Canada: un imbroglio rwando-rwandais qui explose la toile

Les passions se déchainent sur la toile depuis que le tabloïd Ikaze Iwacu a lancé une bombe en sein de la communauté rwandaise au Canada. Le 12 mars 2015, le journal en ligne accusait des rwandais immigrés au Canada d’être rien de moins que des « tueurs à gages » à la solde du gouvernement du Rwanda.

Le tabloïd nommait aussi certaines victimes potentielles. Ces derniers, sentant la menace sérieuse, crient au loup et en appellent au ministre canadien de la sécurité publique. Ils tiennent d’ailleurs une conférence de presse à Montréal le 22 mars 2015 dans les bureaux de Me John Philpot, avocat de Jean-Bosco Barayagwiza et de Jean- Paul Akayesu entre autre auprès du TPIR  dont un membre de famille, Robin Philpot est aussi menacé.

Au lendemain de cette conférence de presse, un article paru dans le journal Le Métro de Montréal provoque des réactions houleuses. Les tout premiers à réagir passionnément sont l’ex-diplomate rwandais David Bugingo Nkurunziza ainsi que l’actuel (futur ex?) diplomate Olivier Nduhungirehe. Depuis, des réactions fusent de partout et inondent la toile.

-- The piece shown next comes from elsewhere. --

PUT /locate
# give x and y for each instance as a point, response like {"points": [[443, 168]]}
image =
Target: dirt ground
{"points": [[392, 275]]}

Et pour cause. Après les assassinats et tentatives d’assassinats de rwandais à l’étranger, après la condamnation en Suède de l’ex-journaliste rwandais Emmanuel Rubagenga pour espionnage et tentative d’assassinat de réfugiés rwandais suivie de l’expulsion du diplomate rwandais Evode Mudaheranwa en Suède, personne ne peut jouer les  naïfs et nier que les services secrets rwandais peuvent frapper au Canada. Et si c’est le cas, un « network »  doit faciliter dans la besogne.

C’est un imbroglio purement rwando-rwandais même si certains non rwandais se retrouvent dans le collimateur. Ainsi faut-il que la police s’en mêle pour démêler le vrai du faux. D’honnêtes gens -aussi bien parmi ceux et celles présumés menacés que parmi ceux accusés par le tabloïd de constituer une cellule dormante n’attendant que le mot d’ordre de leur commanditaire pour commettre au Canada des actes terroristes – marchent tête haute.

C’est difficile d’être traité injustement de tueur à gages, de faire partie d’une cellule terroriste dormante au Canada, surtout par les temps qui courent. Mais c’est également difficile de rester zen lorsque l’on croit  que sa tête a été mise à prix par un gouvernement étranger. Surtout après que le chef de ce même gouvernement ait dit publiquement et à haute voix, après l’assassinat de Karegeya que “they should have been those who have eliminated the deceased and they should not be ashamed for that ”. On comprend bien qu’il s’agit là d’une apologie du meurtre doublée d’un appel au même crime.

Malheureusement, on sait aussi que dans un radicalisme à la rwandaise qui ne veut pas mourir, un appel tel au meurtre à peine voilé lancé par la plus haute autorité du pays est considéré par ses inconditionnels comme une fatwa contre les ennemis supposés avec les conséquences dramatiques.

La police montée doit donc agir en amont pour ramener la confiance au sein de la communauté et garantir la sécurité pour tous. Les personnes nommées comme étant de cibles potentielles ont toutes les raisons de se sentir menacées et ont droit à jouir de leur quiétude. Celles faussement et injustement citées comme agissant à la solde de Kigali dans le but de perpétrer des attentats doivent également être rassurées puisqu’elles doivent maintenant croire leurs communications,  déplacements et transactions surveillés. Bref, elles craignent également pour leur sécurité et pour de probables intrusions dans leur vie privée.

Mais par-dessus le marché, c’est la cohésion sociale de toute une communauté qui est mise à rude épreuve. La méfiance  prend les proportions de la paranoïa. Les membres d’une même communauté se soupçonnent mutuellement de délateurs et d’informateurs du tabloïd Ikaze Iwacu d’une part et d’empoisonneuses de puits d’autres parts.

Il faut que ça cesse. Je demande donc qu’il y ait justice pour tous.